Total RADAR supply stood at 10 bln. Just over 25% of tokens were allocated to the team and insiders, 24.75% went to the treasury, 10% allocated to the initial airdrop, and the remaining 40% will go to the community.

Goldman Sachs says blockchain will underpin the future metaverse

Goldman Sachs analysts say that blockchain will underpin the metaverse, because the technology allows users to securely own digital assets, moving them between platforms.

The bank’s analysts described blockchain as “one of the most disruptive technology trends since the Internet.” In their view, the distributed ledger will form the basis of the metaverse by enabling the removal of a central intermediary.

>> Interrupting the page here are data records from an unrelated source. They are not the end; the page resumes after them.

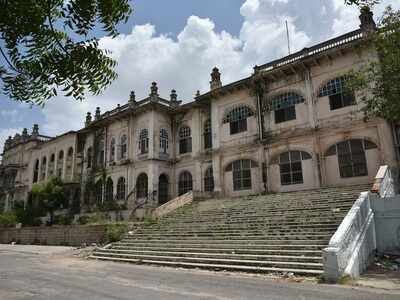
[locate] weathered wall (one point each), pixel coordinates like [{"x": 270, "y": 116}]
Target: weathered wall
[
  {"x": 387, "y": 223},
  {"x": 74, "y": 235}
]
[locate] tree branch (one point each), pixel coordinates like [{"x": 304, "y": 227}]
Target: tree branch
[
  {"x": 8, "y": 61},
  {"x": 53, "y": 30}
]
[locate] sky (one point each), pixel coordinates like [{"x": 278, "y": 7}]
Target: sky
[{"x": 177, "y": 43}]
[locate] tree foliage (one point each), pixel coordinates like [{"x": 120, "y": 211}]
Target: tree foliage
[
  {"x": 378, "y": 83},
  {"x": 49, "y": 46},
  {"x": 50, "y": 195}
]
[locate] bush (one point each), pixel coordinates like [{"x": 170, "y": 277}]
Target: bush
[
  {"x": 63, "y": 220},
  {"x": 8, "y": 219},
  {"x": 83, "y": 220},
  {"x": 98, "y": 218},
  {"x": 115, "y": 232}
]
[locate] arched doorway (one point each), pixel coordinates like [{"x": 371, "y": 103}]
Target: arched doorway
[
  {"x": 142, "y": 186},
  {"x": 163, "y": 193}
]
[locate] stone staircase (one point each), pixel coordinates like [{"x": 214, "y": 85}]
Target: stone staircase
[{"x": 283, "y": 232}]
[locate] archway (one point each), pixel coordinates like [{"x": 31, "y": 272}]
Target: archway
[{"x": 163, "y": 193}]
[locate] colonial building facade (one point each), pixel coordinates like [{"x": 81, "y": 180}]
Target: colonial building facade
[{"x": 292, "y": 125}]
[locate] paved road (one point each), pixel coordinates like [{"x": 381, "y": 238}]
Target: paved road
[{"x": 52, "y": 273}]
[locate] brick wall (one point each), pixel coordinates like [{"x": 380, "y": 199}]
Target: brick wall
[{"x": 74, "y": 235}]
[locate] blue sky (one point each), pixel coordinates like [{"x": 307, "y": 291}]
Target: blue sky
[{"x": 178, "y": 42}]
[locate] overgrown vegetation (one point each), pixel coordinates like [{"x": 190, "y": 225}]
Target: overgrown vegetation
[
  {"x": 115, "y": 232},
  {"x": 50, "y": 47},
  {"x": 377, "y": 83}
]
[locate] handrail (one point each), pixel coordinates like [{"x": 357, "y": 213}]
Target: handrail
[
  {"x": 351, "y": 247},
  {"x": 307, "y": 52}
]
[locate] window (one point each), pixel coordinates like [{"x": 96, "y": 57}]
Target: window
[
  {"x": 99, "y": 191},
  {"x": 284, "y": 106},
  {"x": 121, "y": 189},
  {"x": 185, "y": 183},
  {"x": 142, "y": 186},
  {"x": 163, "y": 187},
  {"x": 207, "y": 135},
  {"x": 241, "y": 174},
  {"x": 112, "y": 150},
  {"x": 351, "y": 157},
  {"x": 144, "y": 141},
  {"x": 291, "y": 167},
  {"x": 237, "y": 119},
  {"x": 89, "y": 157},
  {"x": 43, "y": 168},
  {"x": 124, "y": 147},
  {"x": 101, "y": 152},
  {"x": 185, "y": 140},
  {"x": 335, "y": 89},
  {"x": 60, "y": 164},
  {"x": 36, "y": 172},
  {"x": 51, "y": 164},
  {"x": 164, "y": 141},
  {"x": 209, "y": 180},
  {"x": 109, "y": 190}
]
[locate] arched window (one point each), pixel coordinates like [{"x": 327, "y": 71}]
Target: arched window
[
  {"x": 99, "y": 191},
  {"x": 109, "y": 190},
  {"x": 89, "y": 157},
  {"x": 43, "y": 169},
  {"x": 70, "y": 156},
  {"x": 142, "y": 186},
  {"x": 144, "y": 141},
  {"x": 123, "y": 147},
  {"x": 237, "y": 119},
  {"x": 164, "y": 141},
  {"x": 209, "y": 180},
  {"x": 185, "y": 183},
  {"x": 121, "y": 189},
  {"x": 241, "y": 174},
  {"x": 351, "y": 157},
  {"x": 207, "y": 135},
  {"x": 51, "y": 164},
  {"x": 163, "y": 189},
  {"x": 290, "y": 167},
  {"x": 60, "y": 164},
  {"x": 284, "y": 106},
  {"x": 36, "y": 171},
  {"x": 335, "y": 89},
  {"x": 112, "y": 150},
  {"x": 101, "y": 152},
  {"x": 185, "y": 140}
]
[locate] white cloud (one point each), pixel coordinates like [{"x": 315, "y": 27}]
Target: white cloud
[
  {"x": 5, "y": 133},
  {"x": 347, "y": 16},
  {"x": 183, "y": 63}
]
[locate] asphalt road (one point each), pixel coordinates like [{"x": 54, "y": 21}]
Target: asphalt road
[{"x": 52, "y": 273}]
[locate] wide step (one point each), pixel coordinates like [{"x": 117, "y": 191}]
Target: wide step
[{"x": 272, "y": 233}]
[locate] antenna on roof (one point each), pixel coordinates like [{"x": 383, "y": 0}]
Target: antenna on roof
[{"x": 287, "y": 35}]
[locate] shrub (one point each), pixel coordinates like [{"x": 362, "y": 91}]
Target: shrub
[
  {"x": 115, "y": 232},
  {"x": 98, "y": 218},
  {"x": 8, "y": 219},
  {"x": 63, "y": 220}
]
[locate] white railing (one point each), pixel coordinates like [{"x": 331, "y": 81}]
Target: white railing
[
  {"x": 352, "y": 247},
  {"x": 384, "y": 184}
]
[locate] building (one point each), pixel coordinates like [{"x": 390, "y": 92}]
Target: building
[{"x": 291, "y": 125}]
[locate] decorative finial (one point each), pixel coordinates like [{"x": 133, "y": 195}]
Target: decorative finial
[
  {"x": 154, "y": 92},
  {"x": 88, "y": 119},
  {"x": 174, "y": 96},
  {"x": 35, "y": 130},
  {"x": 215, "y": 79},
  {"x": 367, "y": 23},
  {"x": 25, "y": 133}
]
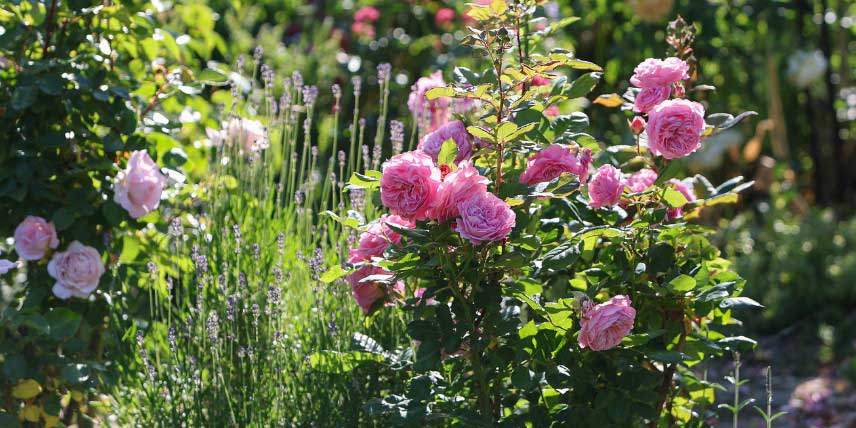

‘We believe the metaverse will likely be a confluence of various 3D spaces that users move between regularly. If goods or services cannot travel with their beneficiaries, their value will be more constrained,’ the analysts explained.

In Goldman Sachs’ view, blockchain is the only technology that can uniquely identify any virtual object regardless of the central operator.

‘This capability to identify objects and then track ownership will be crucial to the functioning of the metaverse when it finally materializes,’ the report says.

Overall, analysts expressed optimism about the future of blockchain technology, but stressed that it is still too early to build investment theses around it.

NFT owner accidentally sells token for 0.75 ETH instead of 75 ETH

The owner of Bored Ape Yacht Club NFT #3547, named Max, accidentally sold it for 0.75 ETH ($2,931) instead of 75 ETH ($293,100).

The NFT was bought immediately. The buyer paid an additional 8.5 ETH (about $33,300) to speed up the transaction.

On 30 May 2021, Max bought Bored Ape Yacht Club #3547 for 1 ETH.

Australian teen invests in Bitcoin and becomes a millionaire at 18

Australian Samuel Snell, still at school, became interested in investing in cryptocurrencies and by 18 had earned his first million. He says he initially faced disbelief from adults:

‘I became interested in [Bitcoin and Ethereum] in 2014. Back then, my teachers advised me to stop spending time on cryptocurrency.’

However, at 17 Snell bought his first car, a Mercedes-Benz. A year later he could afford a second car, a G-Wagen, for $350,000 and diamond-encrusted Rolex watches.

Today Samuel Snell is co-founder of the Crypto Gods community, which, he says, is the country’s largest private crypto company. As part of the project, the teenager runs investment courses for 3,000 clients.